Williams could suspend his merciless, crazy irony almost entirely for glutinous family movies like Patch Adams, in which he played a doctor who treated sick kids using his irrepressible sense of humour, or the solemn fantasies like Bicentennial Man, or even his second world war drama Jakob the Liar. Or he could be chilling and sinister, as he was in One Hour Photo, a disturbing drama from 2002 in which he played the drugstore photo lab employee (in the days before digital cameras) who becomes obsessed with the pictures he develops showing a suburban family. Then there was his performance in the ice-cold, ultra-black comedy World’s Greatest Dad, in 2009, in which he plays another creepy yet tragic character, a high-school teacher whose son dies in a grisly accident, and who then concocts a bogus suicide note and rides a wave of celebrity and sympathy.

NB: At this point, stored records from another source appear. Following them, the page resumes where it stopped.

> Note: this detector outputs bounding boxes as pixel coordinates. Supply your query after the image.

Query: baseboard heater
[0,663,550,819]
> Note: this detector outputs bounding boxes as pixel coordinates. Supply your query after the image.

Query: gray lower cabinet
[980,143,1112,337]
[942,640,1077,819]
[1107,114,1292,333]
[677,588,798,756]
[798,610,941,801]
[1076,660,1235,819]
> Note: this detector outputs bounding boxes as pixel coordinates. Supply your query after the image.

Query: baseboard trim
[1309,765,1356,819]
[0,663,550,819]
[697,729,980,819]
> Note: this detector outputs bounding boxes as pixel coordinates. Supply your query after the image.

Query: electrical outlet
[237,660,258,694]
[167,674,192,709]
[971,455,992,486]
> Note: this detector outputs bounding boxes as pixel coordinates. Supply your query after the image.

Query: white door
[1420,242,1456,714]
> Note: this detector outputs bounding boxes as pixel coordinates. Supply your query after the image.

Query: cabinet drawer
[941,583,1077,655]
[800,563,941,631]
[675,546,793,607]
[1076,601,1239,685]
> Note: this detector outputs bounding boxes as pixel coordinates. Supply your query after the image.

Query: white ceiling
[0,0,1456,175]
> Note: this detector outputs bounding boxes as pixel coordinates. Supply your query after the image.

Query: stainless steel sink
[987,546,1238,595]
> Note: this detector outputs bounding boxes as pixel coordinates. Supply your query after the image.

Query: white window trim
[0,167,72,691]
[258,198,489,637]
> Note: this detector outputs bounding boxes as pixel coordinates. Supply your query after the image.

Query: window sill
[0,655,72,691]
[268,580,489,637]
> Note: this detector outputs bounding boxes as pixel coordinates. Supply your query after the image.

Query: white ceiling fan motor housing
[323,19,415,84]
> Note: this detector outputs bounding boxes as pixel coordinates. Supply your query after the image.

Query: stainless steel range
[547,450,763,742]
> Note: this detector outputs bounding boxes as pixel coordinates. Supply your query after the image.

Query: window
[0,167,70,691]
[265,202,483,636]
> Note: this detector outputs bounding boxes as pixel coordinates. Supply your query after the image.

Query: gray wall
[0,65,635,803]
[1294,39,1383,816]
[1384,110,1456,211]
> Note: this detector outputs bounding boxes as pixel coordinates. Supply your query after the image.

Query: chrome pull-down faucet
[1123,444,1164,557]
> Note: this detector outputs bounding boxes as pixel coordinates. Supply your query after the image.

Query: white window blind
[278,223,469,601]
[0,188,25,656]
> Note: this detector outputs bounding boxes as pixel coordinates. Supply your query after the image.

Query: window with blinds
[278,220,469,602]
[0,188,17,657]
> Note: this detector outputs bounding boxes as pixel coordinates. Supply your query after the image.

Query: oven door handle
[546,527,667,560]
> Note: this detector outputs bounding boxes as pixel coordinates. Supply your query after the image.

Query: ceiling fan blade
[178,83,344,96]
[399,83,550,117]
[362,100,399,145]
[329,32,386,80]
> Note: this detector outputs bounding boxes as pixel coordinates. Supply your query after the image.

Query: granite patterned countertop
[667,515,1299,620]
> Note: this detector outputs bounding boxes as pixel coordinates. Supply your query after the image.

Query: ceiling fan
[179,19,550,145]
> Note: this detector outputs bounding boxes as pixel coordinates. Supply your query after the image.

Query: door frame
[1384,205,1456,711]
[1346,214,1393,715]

Williams had a big-hearted side, a love of broad comedy and a muscular, intensely physical talent for it, which he showed off in his smash-hit drag act Mrs Doubtfire from 1993. He played a divorced guy who disguises himself as a housekeeper with a bizarre Scottish accent, employed by his unsuspecting ex-wife, so that he can keep an eye on the children. It was a role that showed off Williams’s talents – the zaniness, the dressing up, the bizarrely transparent absurdity, combined with his big-hearted, faintly lachrymose vulnerability and sentimental concern for children.
For me, his best movie was Good Morning Vietnam from 1987. It was hardly the first time I had seen him – that of course was in his legendary 70s TV comedy Mork and Mindy, which introduced Britain and the world to his madcap clowning. But Barry Levinson’s film was perhaps the nearest a feature film came to representing his standup style and his subversion. He was Adrian Cronauer, the anarchic, motormouth DJ on Armed Forces Radio who lets rip at the microphone, disses the pompous world of the military, and rips everything to hilarious shreds. The soldiers love him; the top brass are deeply irritated and it’s clear that an awful collision is approaching, especially as Cronauer himself is beginning to let the horror of war get him down. Williams improvised a lot of his speeches himself; only he could have given that full-throttle intensity.
What a remarkable performer. This is a brutal shock.